The creation of a virtual acoustic image that exactly matches a particular natural one is arguably impossible, but luckily for the recording, broadcasting, and telecommunications industries, it is less difficult to come up with a convincing match compared to the visual world. Nevertheless, the more a composer considers each of the components in detail in the communication chain shown below in Figure 1.1, the better the end product.

communication chain

FIGURE 1.1. The communication chain for multimedia audio.

The audio transmission path from author to listener shown in Figure 1.1 can be described according to a chain of events within the broader categories of a source, medium, and receiver. The source is one or more acoustical or electrical sound sources, such as a spoken voice for narrating a story; a musical passage that exists on another electronic format, such as an audio CD, or any particular sound that one wishes to capture.

The medium involves three steps: the storage of an acoustical or electrical signal into digital form; transformation of the digital signal; and, ultimately, conversion back from digital to analog form for playback of the signal. We need to convert between acoustical, electrical, and digital representations at several different stages within the medium. This conversion is accomplished by a transducer, a physical device used to change energy from one form into another. A pressure microphone is a transducer used to convert acoustical to electric energy at the source; a loudspeaker is a transducer for converting electric into acoustic energy.

The receiver is comprised of the listener hearing system, their immediate perceptual responses, and their higher-level cognitive processing. We can customize a composition for a single receiver, ourselves, or a particular loved one, but most people compose with an awareness of a target audience.

Each element of the communication chain breaks down into a number of physical, electrical, neurological, or perceptual transformations. This is represented in the abstract by the sections numbered 1 through n in Figure 1.2. Each non-linear transformation is additive, and can be desired and/or undesired. It is absolutely certain that some sort of mismatch will occur as a result of the process. These can be due to a wire, a digital signal processor, or a room, and all will affect the communication of the identification, timbre, and spatial location of a sound source from the beginning to the end.

non-linear transformation

FIGURE 1.2. Each transformation contributes to a mismatch between intent and result.

Now we will detail each stage of the communication chain as it typically applies to the production of multimedia audio. In subsequent chapters, some of these stages will be investigated in more detail, particularly those that occur within the digital domain of multimedia audio production.

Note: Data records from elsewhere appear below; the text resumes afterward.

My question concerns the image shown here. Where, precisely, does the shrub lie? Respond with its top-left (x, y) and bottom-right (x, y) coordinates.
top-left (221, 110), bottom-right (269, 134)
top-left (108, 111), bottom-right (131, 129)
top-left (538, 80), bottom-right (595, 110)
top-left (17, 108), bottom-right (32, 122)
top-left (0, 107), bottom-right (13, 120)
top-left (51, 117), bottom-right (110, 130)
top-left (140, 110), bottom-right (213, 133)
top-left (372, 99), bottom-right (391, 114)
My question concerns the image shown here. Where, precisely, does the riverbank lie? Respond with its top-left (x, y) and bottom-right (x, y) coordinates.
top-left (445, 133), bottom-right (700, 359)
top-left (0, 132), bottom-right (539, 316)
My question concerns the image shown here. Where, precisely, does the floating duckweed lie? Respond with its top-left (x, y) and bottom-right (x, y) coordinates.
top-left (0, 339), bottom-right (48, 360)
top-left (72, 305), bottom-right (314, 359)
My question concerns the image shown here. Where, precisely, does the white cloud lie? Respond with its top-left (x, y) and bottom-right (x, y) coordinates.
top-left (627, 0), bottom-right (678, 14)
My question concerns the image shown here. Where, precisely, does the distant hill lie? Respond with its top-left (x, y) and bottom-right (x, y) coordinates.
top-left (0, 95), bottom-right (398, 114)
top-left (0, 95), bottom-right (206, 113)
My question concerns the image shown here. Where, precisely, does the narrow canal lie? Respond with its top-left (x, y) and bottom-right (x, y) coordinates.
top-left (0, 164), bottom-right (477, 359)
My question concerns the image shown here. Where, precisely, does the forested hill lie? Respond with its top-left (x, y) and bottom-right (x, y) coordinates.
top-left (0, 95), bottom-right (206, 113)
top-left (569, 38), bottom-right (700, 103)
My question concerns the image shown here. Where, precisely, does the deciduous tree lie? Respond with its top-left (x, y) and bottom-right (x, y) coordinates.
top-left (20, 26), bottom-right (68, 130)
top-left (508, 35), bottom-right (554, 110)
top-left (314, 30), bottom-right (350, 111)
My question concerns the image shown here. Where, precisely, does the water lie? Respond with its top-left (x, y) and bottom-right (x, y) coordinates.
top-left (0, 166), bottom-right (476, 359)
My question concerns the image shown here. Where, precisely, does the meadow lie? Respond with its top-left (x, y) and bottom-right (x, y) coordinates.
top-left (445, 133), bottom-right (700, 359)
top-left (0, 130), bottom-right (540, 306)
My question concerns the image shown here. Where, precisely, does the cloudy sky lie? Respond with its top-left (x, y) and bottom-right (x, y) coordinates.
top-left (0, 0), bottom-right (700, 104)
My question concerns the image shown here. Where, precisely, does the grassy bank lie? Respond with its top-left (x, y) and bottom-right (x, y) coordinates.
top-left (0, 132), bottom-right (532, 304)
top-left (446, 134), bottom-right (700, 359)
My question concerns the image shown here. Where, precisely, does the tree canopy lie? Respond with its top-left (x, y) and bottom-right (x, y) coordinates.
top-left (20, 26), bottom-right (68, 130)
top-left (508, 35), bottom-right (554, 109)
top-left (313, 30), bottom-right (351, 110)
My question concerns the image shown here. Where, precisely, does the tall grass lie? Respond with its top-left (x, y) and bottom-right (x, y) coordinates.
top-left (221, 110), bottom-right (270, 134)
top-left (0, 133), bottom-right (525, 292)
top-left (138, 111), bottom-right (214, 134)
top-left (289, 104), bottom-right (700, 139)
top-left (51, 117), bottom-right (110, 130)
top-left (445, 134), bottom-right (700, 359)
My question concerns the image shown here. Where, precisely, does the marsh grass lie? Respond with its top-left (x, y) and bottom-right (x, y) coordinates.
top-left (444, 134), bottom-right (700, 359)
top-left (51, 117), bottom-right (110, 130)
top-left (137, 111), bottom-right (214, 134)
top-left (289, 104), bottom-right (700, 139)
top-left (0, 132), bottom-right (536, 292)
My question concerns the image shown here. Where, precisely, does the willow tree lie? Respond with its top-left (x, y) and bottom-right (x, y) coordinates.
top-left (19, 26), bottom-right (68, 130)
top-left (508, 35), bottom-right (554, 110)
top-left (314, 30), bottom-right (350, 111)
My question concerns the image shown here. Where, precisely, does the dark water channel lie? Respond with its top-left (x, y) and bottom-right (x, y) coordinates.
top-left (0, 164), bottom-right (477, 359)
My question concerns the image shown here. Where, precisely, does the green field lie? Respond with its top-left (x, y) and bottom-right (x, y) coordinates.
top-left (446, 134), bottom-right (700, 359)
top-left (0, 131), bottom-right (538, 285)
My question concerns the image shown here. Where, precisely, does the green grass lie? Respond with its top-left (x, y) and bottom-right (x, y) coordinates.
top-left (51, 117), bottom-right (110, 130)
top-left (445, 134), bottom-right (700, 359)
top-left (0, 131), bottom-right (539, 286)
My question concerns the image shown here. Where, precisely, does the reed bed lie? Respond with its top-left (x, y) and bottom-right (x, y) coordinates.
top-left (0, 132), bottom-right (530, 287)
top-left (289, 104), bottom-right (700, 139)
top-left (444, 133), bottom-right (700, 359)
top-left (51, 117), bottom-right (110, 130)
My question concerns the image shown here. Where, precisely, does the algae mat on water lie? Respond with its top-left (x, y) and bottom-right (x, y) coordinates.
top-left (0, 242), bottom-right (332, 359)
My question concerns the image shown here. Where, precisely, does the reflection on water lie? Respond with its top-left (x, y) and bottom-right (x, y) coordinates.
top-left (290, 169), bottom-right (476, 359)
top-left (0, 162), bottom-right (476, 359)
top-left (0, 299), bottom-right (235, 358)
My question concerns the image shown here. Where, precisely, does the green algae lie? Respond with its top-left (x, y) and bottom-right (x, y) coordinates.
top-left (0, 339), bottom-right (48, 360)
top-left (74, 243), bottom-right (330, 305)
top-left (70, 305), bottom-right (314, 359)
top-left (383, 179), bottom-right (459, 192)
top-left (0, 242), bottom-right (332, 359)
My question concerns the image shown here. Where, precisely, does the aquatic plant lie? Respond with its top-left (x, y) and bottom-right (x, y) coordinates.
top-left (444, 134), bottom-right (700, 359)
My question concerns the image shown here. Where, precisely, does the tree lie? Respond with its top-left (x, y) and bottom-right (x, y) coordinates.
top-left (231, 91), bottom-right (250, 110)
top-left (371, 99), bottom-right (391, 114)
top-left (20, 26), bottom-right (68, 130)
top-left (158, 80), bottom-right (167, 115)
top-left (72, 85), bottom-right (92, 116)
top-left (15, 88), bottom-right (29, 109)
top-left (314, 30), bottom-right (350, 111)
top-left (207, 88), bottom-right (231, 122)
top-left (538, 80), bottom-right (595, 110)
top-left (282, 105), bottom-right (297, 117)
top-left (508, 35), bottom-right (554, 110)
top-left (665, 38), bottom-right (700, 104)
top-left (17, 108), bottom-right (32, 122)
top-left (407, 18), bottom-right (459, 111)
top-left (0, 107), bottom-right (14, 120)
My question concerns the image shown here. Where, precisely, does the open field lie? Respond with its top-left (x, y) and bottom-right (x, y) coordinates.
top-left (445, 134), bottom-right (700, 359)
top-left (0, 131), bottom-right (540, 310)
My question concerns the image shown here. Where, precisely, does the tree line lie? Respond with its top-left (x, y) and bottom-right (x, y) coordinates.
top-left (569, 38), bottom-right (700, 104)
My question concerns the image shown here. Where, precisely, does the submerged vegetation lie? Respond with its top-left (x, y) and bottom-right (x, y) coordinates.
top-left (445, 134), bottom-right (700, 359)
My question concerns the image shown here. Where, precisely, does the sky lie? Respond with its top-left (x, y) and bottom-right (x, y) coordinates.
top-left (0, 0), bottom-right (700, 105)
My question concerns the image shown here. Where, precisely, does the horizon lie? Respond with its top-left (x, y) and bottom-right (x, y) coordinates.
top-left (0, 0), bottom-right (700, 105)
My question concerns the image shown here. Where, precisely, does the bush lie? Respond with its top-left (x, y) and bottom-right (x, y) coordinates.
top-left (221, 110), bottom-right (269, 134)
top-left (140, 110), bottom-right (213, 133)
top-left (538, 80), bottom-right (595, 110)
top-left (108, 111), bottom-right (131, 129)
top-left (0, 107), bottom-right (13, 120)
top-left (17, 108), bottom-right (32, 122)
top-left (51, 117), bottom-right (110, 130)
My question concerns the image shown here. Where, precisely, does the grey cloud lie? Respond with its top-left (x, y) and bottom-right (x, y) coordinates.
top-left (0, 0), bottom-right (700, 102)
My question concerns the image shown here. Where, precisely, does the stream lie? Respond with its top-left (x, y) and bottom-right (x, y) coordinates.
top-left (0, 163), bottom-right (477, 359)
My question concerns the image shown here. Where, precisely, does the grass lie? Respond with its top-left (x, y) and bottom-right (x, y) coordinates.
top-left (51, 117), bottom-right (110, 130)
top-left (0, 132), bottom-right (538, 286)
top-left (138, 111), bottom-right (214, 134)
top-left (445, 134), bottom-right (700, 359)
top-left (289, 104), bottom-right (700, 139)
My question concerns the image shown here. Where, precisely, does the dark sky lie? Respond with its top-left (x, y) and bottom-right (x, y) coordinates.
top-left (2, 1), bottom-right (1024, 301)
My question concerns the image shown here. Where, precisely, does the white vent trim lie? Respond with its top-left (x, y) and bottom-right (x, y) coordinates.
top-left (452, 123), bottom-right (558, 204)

FIGURE 1.3. Components of the communication chain in multimedia audio: sound sources and transduction into the digital medium.

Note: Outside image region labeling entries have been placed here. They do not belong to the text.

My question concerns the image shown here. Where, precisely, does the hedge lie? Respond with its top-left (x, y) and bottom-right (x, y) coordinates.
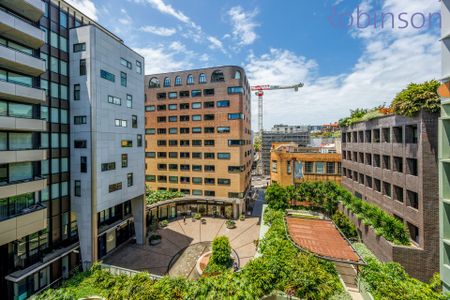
top-left (37, 209), bottom-right (343, 300)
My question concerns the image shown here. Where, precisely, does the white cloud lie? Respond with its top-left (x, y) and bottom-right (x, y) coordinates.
top-left (245, 0), bottom-right (440, 129)
top-left (139, 26), bottom-right (177, 36)
top-left (66, 0), bottom-right (98, 21)
top-left (228, 6), bottom-right (259, 46)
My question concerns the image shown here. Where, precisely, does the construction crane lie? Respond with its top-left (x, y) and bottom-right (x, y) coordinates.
top-left (251, 82), bottom-right (303, 136)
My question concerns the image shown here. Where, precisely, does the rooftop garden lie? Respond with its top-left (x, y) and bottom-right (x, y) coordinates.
top-left (37, 208), bottom-right (348, 300)
top-left (339, 80), bottom-right (440, 127)
top-left (145, 188), bottom-right (185, 205)
top-left (266, 182), bottom-right (410, 245)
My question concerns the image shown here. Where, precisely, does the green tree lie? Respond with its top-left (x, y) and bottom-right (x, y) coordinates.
top-left (266, 183), bottom-right (290, 210)
top-left (391, 80), bottom-right (441, 117)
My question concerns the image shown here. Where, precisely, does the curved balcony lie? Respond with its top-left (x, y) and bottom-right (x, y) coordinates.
top-left (0, 8), bottom-right (45, 49)
top-left (0, 45), bottom-right (45, 76)
top-left (0, 149), bottom-right (47, 164)
top-left (0, 176), bottom-right (47, 198)
top-left (0, 116), bottom-right (47, 132)
top-left (2, 0), bottom-right (45, 22)
top-left (0, 204), bottom-right (47, 245)
top-left (0, 80), bottom-right (45, 104)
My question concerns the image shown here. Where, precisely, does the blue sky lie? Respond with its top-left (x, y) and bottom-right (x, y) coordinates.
top-left (69, 0), bottom-right (440, 129)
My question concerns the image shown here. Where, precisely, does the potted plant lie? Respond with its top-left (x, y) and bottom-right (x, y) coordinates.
top-left (225, 220), bottom-right (236, 229)
top-left (148, 234), bottom-right (161, 246)
top-left (159, 220), bottom-right (169, 228)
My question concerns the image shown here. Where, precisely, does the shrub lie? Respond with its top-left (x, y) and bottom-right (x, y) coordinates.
top-left (331, 211), bottom-right (358, 239)
top-left (391, 80), bottom-right (441, 117)
top-left (266, 183), bottom-right (290, 210)
top-left (354, 243), bottom-right (447, 300)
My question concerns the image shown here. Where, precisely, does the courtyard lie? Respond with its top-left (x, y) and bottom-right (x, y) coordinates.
top-left (103, 217), bottom-right (260, 279)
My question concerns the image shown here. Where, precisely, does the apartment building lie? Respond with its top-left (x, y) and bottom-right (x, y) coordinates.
top-left (270, 143), bottom-right (341, 187)
top-left (0, 0), bottom-right (143, 299)
top-left (69, 25), bottom-right (145, 267)
top-left (145, 66), bottom-right (253, 202)
top-left (439, 0), bottom-right (450, 292)
top-left (261, 130), bottom-right (310, 175)
top-left (341, 111), bottom-right (439, 281)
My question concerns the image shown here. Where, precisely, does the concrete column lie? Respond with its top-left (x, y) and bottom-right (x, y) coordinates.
top-left (131, 195), bottom-right (146, 245)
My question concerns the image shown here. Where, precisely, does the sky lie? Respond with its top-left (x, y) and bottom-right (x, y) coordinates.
top-left (66, 0), bottom-right (441, 130)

The source can begin as an acoustical or electrical signal, as shown in Figure 1.3. The goal is to capture these sounds using some form of transducer for eventual digital storage within the digital medium of a desktop computer. The most common method and familiar method for transforming acoustic sources is to use a microphone that will respond to variations in air pressure. These are the microphones with which you are probably most familiar.

FIGURE 1.4. Pre-amplification and mixing.

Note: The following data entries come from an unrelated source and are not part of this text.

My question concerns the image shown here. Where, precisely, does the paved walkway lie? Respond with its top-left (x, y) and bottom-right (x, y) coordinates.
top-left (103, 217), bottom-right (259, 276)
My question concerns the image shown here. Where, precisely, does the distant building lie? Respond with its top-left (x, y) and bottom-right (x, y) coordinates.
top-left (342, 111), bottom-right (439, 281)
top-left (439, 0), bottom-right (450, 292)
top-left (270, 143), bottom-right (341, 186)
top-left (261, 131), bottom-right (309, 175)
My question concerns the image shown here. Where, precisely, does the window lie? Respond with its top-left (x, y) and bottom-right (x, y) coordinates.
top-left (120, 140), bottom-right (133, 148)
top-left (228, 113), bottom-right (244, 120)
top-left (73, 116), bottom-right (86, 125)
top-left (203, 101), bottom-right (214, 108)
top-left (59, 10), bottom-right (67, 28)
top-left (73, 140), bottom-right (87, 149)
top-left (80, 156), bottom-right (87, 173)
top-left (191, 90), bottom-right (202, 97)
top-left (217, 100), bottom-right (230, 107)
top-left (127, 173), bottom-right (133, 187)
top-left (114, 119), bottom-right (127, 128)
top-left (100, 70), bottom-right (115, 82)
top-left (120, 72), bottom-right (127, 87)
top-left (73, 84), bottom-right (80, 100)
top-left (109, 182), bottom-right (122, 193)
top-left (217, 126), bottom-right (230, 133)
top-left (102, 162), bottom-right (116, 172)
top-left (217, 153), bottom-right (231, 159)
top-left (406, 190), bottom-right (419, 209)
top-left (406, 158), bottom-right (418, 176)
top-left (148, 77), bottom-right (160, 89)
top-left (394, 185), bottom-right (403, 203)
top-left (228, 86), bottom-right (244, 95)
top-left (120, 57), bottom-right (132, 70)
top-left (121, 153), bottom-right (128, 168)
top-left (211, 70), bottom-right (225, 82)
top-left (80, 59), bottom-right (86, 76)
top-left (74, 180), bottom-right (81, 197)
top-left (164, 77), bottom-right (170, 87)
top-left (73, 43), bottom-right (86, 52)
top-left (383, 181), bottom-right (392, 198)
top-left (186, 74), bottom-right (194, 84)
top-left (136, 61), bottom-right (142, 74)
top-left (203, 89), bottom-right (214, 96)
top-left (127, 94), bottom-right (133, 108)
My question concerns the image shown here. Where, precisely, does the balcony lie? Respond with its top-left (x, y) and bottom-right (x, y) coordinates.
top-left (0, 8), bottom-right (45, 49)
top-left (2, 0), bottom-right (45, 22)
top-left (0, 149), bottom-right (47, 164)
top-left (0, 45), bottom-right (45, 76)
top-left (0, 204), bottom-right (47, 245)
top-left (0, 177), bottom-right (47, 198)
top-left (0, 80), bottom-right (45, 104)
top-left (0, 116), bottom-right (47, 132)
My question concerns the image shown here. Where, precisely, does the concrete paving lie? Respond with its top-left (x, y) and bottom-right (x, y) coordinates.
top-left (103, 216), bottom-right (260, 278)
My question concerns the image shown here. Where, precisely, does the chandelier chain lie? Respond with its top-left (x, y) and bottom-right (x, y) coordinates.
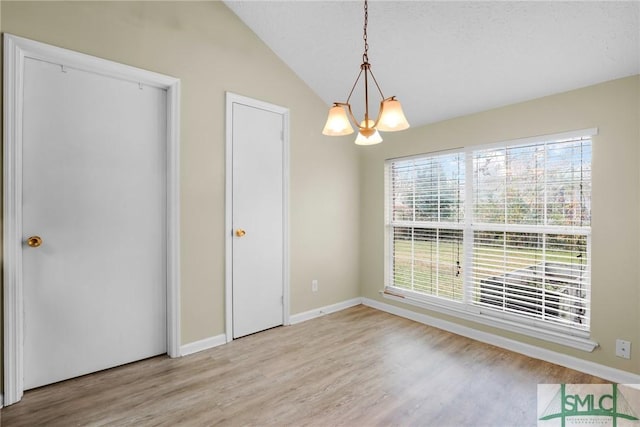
top-left (362, 0), bottom-right (369, 62)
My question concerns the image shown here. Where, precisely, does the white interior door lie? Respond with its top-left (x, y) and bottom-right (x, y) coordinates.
top-left (232, 102), bottom-right (285, 338)
top-left (22, 59), bottom-right (167, 389)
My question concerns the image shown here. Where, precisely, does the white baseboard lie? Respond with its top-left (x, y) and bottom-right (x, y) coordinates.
top-left (289, 298), bottom-right (362, 325)
top-left (180, 334), bottom-right (227, 356)
top-left (362, 298), bottom-right (640, 384)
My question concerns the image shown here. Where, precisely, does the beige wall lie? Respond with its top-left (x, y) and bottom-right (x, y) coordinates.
top-left (360, 76), bottom-right (640, 373)
top-left (1, 1), bottom-right (359, 343)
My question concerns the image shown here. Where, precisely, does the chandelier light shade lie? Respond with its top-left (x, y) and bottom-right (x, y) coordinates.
top-left (322, 0), bottom-right (409, 145)
top-left (322, 105), bottom-right (353, 136)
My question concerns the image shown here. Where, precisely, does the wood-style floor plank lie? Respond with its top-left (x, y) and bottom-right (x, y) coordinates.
top-left (0, 306), bottom-right (606, 427)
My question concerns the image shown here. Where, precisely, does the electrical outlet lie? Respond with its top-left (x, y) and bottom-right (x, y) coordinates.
top-left (616, 339), bottom-right (631, 359)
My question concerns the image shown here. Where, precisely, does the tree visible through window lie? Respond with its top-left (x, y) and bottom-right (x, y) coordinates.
top-left (386, 135), bottom-right (591, 331)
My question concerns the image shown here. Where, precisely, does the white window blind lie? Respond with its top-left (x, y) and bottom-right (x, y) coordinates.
top-left (386, 130), bottom-right (592, 333)
top-left (388, 153), bottom-right (465, 301)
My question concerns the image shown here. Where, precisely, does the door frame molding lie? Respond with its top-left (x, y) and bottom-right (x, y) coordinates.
top-left (3, 33), bottom-right (180, 406)
top-left (224, 92), bottom-right (290, 342)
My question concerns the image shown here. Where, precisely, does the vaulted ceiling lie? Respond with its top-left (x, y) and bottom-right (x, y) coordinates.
top-left (225, 0), bottom-right (640, 126)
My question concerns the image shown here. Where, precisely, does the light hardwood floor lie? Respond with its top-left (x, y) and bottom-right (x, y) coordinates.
top-left (0, 306), bottom-right (606, 427)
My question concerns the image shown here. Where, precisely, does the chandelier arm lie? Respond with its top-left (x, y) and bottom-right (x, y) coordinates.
top-left (369, 67), bottom-right (384, 99)
top-left (346, 67), bottom-right (362, 105)
top-left (342, 102), bottom-right (363, 130)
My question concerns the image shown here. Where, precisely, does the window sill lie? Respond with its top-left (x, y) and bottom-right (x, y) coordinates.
top-left (380, 290), bottom-right (599, 352)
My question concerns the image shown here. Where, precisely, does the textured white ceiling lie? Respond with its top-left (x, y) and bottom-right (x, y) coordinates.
top-left (225, 0), bottom-right (640, 126)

Many sources, especially acoustic instruments, are effectively transduced with a contact microphone, typically attached to a sound board of an instrument, responding to vibration rather than pressure. Other possible transducers include the magnetic pick-ups of an electric guitar.

All of these transduction methods result in a change from acoustic pressure into an analog electrical signal. Other transformations can occur as well, as shown in Figure 1.4. We more than likely require some sort of re-amplification before reaching the computer, since there will be a mismatch between different levels, and the signal from an electric guitar pickup or microphone is quite minuscule. There might also be an analog audio mixer present to blend several sounds together before going to the computer. Additional signal processing in the form of effects or equalization may also be involved. However, some sources, such as a synthesizer or sampler, are already in analog or digital electrical form. In many cases, the source is a previously captured acoustic or electric signal that exists within a digital storage medium, as shown below in Figure 1.5.

FIGURE 1.5. Different storage mediums that can function as sources in multimedia audio.

The central element of the medium shown in Figure 1.1 is digital storage and processing. A multimedia sound card allows digitization of an analog signal output from a sound source into a digital signal via an analog-digital converter. This allows the signal to be stored on a multimedia workstation hard disk, and played back via a digital-analog converter, using a sound card and appropriate software, as shown in Figure 1.6. Sampling is considered in more detail in Chapter 6.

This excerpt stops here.